Leider verpassten wir beide dummerweise den letzten Bus zurück zum Flughafen. Ein freundlicher jüngerer Mann brachte uns bis zum Stadtrand, von wo an wir durch den Dschungel der Großstadt irrten. Dort hatte ich auch Klaus verloren und nun sitze ich hier in einem verdreckten Kaff in New Mexico.

Wie ich hier hergekommen bin? Durch Zufall, eigene Blödheit und einen Zahnarzt.

 

Aus Geldmangel machte ich mich auf eigene Faust auf den Weg. Ich schlug mich mehr schlecht als recht bis an die US-amerikanische Grenze nach El Paso in Texas durch. Von dort aus nahm mich ein Zahnarzt aus Albuquerque mit, der mir die Ohren mit all seinen Fällen in Mexiko vollsülzte. Bald hatte ich die Schnauze voll und stieg mitten in der Prârie aus, um mich allein durchzuschlagen.

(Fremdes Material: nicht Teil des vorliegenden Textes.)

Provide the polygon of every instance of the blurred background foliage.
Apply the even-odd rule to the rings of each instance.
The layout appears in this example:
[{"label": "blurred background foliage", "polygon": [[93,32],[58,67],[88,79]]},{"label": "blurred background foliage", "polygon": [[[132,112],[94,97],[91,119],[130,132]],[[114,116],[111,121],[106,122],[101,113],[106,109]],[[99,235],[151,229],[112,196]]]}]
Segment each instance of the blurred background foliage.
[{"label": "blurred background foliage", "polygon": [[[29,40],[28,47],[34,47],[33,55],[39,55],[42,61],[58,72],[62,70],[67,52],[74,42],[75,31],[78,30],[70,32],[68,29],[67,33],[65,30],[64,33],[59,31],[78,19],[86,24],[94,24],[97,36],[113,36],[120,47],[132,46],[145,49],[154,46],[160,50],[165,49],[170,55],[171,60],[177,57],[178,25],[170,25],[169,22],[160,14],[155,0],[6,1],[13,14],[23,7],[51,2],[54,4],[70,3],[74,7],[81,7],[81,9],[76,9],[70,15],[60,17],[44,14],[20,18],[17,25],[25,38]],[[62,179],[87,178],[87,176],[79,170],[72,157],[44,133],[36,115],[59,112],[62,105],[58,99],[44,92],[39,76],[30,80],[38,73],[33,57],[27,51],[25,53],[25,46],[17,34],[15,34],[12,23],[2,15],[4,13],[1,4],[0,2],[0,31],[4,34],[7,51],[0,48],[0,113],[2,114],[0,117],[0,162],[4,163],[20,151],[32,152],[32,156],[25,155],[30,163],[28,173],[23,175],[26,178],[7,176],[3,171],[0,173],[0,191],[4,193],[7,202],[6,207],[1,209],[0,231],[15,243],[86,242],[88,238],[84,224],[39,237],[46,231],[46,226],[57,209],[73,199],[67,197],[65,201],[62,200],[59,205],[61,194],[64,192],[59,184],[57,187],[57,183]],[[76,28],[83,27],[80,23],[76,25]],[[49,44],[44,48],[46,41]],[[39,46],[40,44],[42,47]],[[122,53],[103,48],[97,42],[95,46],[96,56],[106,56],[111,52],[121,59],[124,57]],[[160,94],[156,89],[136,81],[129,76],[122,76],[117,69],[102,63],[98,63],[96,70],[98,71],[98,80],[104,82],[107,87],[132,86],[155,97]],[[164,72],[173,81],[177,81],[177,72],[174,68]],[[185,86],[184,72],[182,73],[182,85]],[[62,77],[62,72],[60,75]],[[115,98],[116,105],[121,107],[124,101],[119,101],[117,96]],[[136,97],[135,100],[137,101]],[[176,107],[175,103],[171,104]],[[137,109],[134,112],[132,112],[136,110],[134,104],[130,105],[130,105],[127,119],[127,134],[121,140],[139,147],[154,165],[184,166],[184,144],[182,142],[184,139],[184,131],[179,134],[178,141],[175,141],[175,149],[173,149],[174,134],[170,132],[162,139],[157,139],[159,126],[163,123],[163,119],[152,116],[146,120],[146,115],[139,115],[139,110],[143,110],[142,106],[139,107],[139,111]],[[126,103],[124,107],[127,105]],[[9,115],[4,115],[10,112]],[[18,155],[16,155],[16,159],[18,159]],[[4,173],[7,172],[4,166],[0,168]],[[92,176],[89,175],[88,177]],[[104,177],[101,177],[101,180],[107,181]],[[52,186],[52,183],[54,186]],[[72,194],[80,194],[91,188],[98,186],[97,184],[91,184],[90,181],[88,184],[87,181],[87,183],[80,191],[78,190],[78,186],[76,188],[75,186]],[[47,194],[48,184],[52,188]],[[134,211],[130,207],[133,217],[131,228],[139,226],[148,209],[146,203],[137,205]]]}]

Ich richtete mich zwei Tage lang nach der Straße, die nach Nordosten führte, bis ich an zu einer Tankstelle kam. Ein Trucker nahm mich bis in ein kleines Kaff in New Mexico mit, wo er mich rauswarf. Noch heute sitze ich hier fest und spiele den Friseur. Meinen Vorgänger hatte man kurzerhand erhängt, nachdem er dem Sheriff beim Rasieren die Kehle durchgeschnitten hatte.

 

Ich mag das Leben hier. Olaf's Barber Shop habe ich meinen Laden genannt und mache damit auch etwas Geld. Den Job lernte ich schnell, indem ich das Tagebuch vom alten Jack, meinem Vorgänger, gelesen hatte. Ich möchte hier nicht wieder weg, obwohl meine Kinder und meine Frau mich bestimmt vermissen und die Leute von Institut sicher denken, ich sei tot. Jetzt ist mir das alles egal und ich bin froh, dass ich lebe und mein Glück mache, obwohl ich hier im Wilden Westen landete, wo der Westen wirklich noch wild ist.

 

Bis nach Albuquerque sind es etwa 150 Meilen. Doch zu reiten oder zu laufen ist mir zu anstrengend. Olaf Korassøm grüßt den Rest der Welt. Ich lebe noch und bin glücklich.